The enormous reservoir of magma that triggers a volcanic super-eruption can only exist for a few hundred or thousand years, a new U.S. study suggests.

When supervolcanoes erupt, they can send out more than 100 times the matter that comes from a regular eruption, with the potential to affect Earth’s climate and even wipe out humanity.

The magma chamber develops between a half and three miles below ground, typically forming a pancake shape between 10 and 25 miles wide. Previously, it was thought to bubble away for 100,000 to 200,000 years prior to an eruption.

“Our study suggests that when these exceptionally large magma pools form they are ephemeral and cannot exist very long without erupting,” said research leader Guilherme Gualda at Vanderbilt University in a press release.

Once formed, the body of molten rock develops bubbles and crystals that alter the magma’s properties. Currently, there is no known magma pool without crystals that could produce a super-eruption, implying that these pools do not have such a long lifetime.
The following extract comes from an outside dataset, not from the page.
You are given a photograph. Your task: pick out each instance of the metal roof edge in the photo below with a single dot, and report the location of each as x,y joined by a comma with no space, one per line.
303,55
Gualda’s team examined the remains of the Long Valley super-eruption from 760,000 years ago at the Bishop Tuff in California.

Previous age estimates were made based on radioactive decay in zircon crystals, but as they are resilient to the conditions in a magma reservoir, they are actually not useful for measuring its age.

Instead, the researchers looked at quartz crystallization rates, which reveal changes in the crust prior to pool formation. They found that the chamber took between 500 and 3,000 years to form.

“The fact that the process of magma body formation occurs in historical time, instead of geological time, completely changes the nature of the problem,” Gualda said.

In conclusion, the researchers said that geologists should monitor potential supervolcano areas more regularly to gain warning in case a magma reservoir of such proportions develops.

The study was published in the journal PLoS ONE on May 30.